EgoSuite MCAP files can include annotation topics that store labeled segments (e.g. skill steps, task phases) with captions, labels, description, and skill names. Each segment has frame and/or time bounds. One message per segment; an episode may contain many such messages.

Example: skill segment caption and hand tracking overlay (fold grey shirt)

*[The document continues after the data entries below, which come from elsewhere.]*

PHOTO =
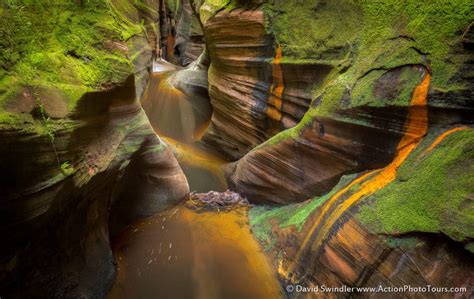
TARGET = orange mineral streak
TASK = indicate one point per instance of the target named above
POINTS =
(442, 136)
(416, 127)
(187, 253)
(276, 91)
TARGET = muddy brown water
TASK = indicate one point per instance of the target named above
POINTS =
(185, 253)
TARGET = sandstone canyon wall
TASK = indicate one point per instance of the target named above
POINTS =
(75, 141)
(361, 111)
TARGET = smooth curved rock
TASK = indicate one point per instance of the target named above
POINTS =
(253, 92)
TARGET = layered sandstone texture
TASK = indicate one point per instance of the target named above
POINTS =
(359, 114)
(365, 70)
(75, 142)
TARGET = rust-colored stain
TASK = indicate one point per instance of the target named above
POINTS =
(416, 127)
(442, 136)
(213, 254)
(276, 90)
(201, 130)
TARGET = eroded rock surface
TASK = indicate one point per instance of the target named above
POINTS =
(76, 145)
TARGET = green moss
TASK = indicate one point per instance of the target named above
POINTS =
(433, 192)
(312, 29)
(262, 218)
(66, 45)
(433, 25)
(470, 247)
(210, 7)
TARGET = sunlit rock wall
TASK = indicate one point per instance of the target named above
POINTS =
(75, 142)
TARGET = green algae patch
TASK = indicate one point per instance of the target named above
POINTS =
(210, 8)
(71, 46)
(262, 218)
(433, 192)
(313, 29)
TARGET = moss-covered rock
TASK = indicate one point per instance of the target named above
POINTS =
(71, 46)
(433, 192)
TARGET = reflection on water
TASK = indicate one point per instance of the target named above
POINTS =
(203, 169)
(185, 253)
(181, 119)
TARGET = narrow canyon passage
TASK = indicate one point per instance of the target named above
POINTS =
(188, 252)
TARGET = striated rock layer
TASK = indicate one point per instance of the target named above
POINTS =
(253, 92)
(359, 101)
(80, 158)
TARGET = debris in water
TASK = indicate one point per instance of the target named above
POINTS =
(217, 200)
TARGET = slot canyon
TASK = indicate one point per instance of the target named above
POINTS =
(237, 149)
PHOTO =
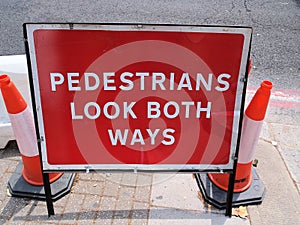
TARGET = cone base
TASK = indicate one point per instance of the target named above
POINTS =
(18, 187)
(218, 198)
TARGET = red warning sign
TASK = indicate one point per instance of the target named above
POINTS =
(137, 96)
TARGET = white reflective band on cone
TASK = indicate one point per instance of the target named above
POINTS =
(24, 130)
(249, 139)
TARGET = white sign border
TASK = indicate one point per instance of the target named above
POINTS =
(29, 29)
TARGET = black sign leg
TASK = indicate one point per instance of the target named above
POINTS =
(230, 194)
(48, 194)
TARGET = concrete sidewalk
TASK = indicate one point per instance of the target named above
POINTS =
(124, 198)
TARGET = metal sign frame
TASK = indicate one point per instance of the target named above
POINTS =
(230, 167)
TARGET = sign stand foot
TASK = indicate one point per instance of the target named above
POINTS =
(18, 187)
(218, 198)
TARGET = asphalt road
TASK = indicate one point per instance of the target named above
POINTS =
(276, 25)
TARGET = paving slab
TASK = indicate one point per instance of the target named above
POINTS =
(282, 203)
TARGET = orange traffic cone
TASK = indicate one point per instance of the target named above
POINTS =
(23, 126)
(252, 124)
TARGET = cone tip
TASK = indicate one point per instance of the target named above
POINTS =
(267, 84)
(4, 80)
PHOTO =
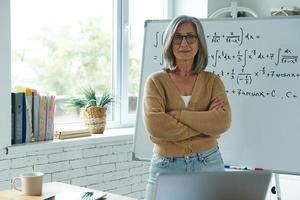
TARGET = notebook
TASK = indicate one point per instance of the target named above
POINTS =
(226, 185)
(77, 195)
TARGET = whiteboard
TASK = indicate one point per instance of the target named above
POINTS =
(258, 61)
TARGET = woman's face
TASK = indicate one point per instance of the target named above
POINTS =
(185, 43)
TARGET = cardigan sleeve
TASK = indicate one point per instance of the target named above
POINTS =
(212, 122)
(159, 124)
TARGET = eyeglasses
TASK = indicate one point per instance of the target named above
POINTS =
(190, 38)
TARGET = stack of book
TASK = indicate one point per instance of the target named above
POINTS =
(32, 115)
(67, 134)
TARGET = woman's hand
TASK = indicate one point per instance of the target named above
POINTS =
(216, 103)
(174, 113)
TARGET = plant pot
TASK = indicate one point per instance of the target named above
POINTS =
(94, 118)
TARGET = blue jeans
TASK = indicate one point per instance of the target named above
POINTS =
(210, 160)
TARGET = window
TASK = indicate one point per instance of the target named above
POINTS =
(65, 46)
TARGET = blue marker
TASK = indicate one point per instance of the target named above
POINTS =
(235, 167)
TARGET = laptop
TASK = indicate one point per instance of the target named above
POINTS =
(223, 185)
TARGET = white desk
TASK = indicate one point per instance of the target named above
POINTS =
(52, 188)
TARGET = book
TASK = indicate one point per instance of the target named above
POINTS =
(71, 134)
(27, 113)
(77, 195)
(42, 116)
(13, 97)
(50, 117)
(19, 130)
(35, 111)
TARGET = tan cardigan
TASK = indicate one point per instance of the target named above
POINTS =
(197, 128)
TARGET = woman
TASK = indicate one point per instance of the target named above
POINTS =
(185, 108)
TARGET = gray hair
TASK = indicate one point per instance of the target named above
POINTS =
(201, 58)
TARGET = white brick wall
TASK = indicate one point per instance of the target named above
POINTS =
(101, 163)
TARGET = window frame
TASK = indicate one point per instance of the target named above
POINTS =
(120, 55)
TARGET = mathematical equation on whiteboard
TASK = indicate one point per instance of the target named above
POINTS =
(238, 63)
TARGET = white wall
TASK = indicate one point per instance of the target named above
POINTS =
(196, 8)
(262, 8)
(102, 163)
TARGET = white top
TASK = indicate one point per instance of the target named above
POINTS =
(186, 99)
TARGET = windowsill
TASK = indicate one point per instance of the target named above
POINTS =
(109, 135)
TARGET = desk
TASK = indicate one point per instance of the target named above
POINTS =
(54, 188)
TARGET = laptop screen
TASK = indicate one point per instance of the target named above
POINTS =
(226, 185)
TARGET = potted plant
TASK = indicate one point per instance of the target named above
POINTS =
(92, 109)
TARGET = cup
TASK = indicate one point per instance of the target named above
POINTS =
(31, 183)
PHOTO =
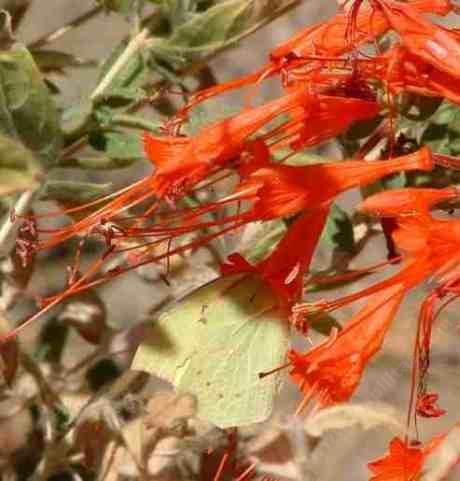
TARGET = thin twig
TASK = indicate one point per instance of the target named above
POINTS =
(55, 34)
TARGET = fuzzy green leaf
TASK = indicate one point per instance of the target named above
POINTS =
(364, 416)
(338, 231)
(131, 76)
(214, 344)
(55, 61)
(19, 169)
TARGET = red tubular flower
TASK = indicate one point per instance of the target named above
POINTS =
(405, 463)
(182, 163)
(331, 371)
(284, 269)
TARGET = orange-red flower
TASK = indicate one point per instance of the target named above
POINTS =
(331, 371)
(402, 463)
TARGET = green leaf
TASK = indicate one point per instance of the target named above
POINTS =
(345, 416)
(214, 344)
(19, 170)
(131, 76)
(27, 111)
(73, 191)
(338, 231)
(117, 144)
(325, 324)
(55, 61)
(443, 457)
(304, 158)
(120, 6)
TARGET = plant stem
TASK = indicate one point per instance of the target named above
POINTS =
(131, 49)
(54, 35)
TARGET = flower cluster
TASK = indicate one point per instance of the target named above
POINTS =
(327, 86)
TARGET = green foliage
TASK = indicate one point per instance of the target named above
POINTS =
(202, 32)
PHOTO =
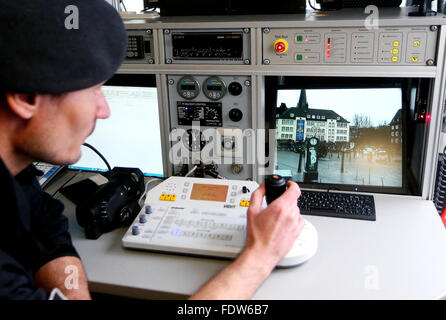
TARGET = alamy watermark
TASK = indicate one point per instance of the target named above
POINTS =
(372, 21)
(72, 20)
(72, 280)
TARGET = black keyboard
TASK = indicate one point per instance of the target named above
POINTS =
(340, 205)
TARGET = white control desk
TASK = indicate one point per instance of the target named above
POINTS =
(402, 255)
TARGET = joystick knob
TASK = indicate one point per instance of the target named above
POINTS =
(275, 186)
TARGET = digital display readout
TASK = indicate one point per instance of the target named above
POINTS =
(209, 192)
(187, 87)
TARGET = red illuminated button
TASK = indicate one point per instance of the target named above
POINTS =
(281, 46)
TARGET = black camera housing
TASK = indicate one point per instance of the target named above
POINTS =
(114, 204)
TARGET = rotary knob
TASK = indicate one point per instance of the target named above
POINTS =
(235, 115)
(281, 46)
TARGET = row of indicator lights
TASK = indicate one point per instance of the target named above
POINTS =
(168, 197)
(244, 203)
(395, 51)
(328, 48)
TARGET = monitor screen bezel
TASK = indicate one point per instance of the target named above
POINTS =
(128, 80)
(275, 83)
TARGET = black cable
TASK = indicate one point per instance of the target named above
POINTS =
(99, 154)
(66, 182)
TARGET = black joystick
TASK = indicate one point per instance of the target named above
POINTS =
(275, 186)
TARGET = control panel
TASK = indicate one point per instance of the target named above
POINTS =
(140, 47)
(209, 114)
(219, 46)
(350, 46)
(205, 217)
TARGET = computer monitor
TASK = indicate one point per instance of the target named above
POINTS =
(131, 136)
(341, 134)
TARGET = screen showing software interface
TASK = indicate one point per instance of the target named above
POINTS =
(131, 136)
(340, 136)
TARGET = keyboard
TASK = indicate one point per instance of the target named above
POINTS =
(340, 205)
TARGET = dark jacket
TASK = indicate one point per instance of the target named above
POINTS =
(33, 231)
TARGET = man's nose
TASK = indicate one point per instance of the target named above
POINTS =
(103, 109)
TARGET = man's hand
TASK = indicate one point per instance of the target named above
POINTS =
(271, 231)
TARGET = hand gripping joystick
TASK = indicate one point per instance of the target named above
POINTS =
(275, 186)
(306, 245)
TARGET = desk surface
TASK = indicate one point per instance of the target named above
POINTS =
(402, 255)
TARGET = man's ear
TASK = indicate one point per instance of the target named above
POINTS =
(23, 105)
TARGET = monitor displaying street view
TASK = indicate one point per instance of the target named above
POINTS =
(340, 136)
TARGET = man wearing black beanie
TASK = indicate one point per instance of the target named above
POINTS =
(54, 57)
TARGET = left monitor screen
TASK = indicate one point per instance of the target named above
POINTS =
(131, 136)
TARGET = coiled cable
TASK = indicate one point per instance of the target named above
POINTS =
(440, 193)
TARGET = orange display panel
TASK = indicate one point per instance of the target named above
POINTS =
(209, 192)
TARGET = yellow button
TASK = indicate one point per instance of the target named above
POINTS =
(281, 46)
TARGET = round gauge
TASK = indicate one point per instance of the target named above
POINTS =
(313, 141)
(188, 88)
(214, 88)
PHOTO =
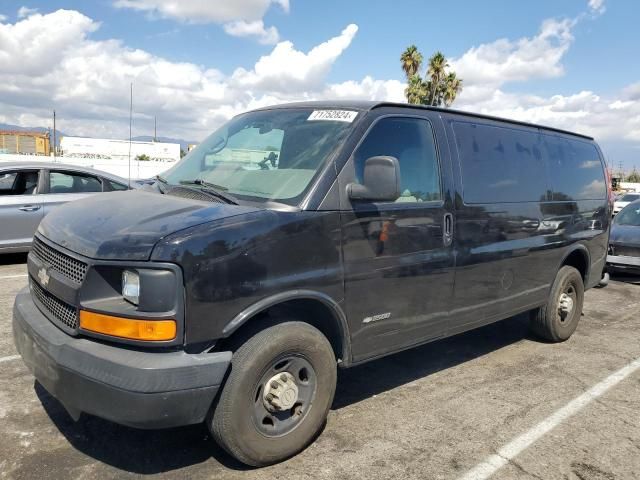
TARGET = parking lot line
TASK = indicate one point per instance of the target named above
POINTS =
(9, 358)
(22, 275)
(495, 462)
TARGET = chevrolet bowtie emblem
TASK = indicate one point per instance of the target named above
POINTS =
(43, 276)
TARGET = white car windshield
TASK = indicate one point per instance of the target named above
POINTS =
(270, 155)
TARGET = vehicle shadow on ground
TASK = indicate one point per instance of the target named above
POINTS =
(13, 258)
(149, 452)
(625, 277)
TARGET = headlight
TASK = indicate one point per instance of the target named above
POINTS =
(131, 286)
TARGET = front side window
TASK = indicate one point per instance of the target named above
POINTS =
(266, 155)
(411, 141)
(19, 182)
(630, 215)
(71, 182)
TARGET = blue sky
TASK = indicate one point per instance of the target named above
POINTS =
(579, 72)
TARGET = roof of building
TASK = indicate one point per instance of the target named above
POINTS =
(24, 133)
(366, 105)
(59, 166)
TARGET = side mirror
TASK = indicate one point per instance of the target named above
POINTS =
(381, 181)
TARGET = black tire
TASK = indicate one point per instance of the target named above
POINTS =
(552, 322)
(235, 421)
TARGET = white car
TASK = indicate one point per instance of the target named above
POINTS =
(625, 200)
(29, 190)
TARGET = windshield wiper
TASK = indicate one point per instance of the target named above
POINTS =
(163, 181)
(212, 189)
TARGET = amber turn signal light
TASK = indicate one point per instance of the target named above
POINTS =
(132, 329)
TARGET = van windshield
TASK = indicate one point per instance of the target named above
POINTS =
(271, 155)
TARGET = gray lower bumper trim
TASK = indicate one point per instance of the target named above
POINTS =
(139, 389)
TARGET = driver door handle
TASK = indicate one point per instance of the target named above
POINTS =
(447, 229)
(29, 208)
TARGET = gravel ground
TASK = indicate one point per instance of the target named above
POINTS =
(433, 412)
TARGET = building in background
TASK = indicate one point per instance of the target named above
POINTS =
(24, 142)
(106, 149)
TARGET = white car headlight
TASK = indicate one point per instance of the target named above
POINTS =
(131, 286)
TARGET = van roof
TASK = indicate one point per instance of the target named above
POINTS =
(366, 105)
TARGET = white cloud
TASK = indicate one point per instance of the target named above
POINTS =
(597, 6)
(496, 63)
(256, 28)
(24, 12)
(50, 61)
(241, 18)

Example: segment overlay with description and skill (e.g. "Fold the grey shirt from top to bottom", skill "Fold") and hand pose.

Topic & Message Type

  • Topic: /annotation/segments
  • Message type: annotation.segments.AnnotationSegment
  • Encoding: protobuf

Defined in annotation/segments.proto; all messages include common.header.Header.

Message definition

syntax = "proto3";

package annotation.segments;

import "common/header.proto";

message SkillSegment {
// annotations with description, skill, start_frame, end_frame
string description = 1;
string skill = 2;
uint32 start_frame = 3;
uint32 end_frame = 4;
// tier1/tier2: label, start_time/end_time in seconds, tier1.caption on first segment
string label = 5;
double start_time = 6;
double end_time = 7;
string caption = 8;
}

// Main message for topic /annotation/segments (one message per segment)
message AnnotationSegment {
common.header.Header header = 1;
SkillSegment segment = 2;
}

The proto supports both frame-based (start_frame/end_frame) and time-based (start_time/end_time) bounds; which fields are populated depends on the pipeline. Use caption for tier1/tier2-style text when present.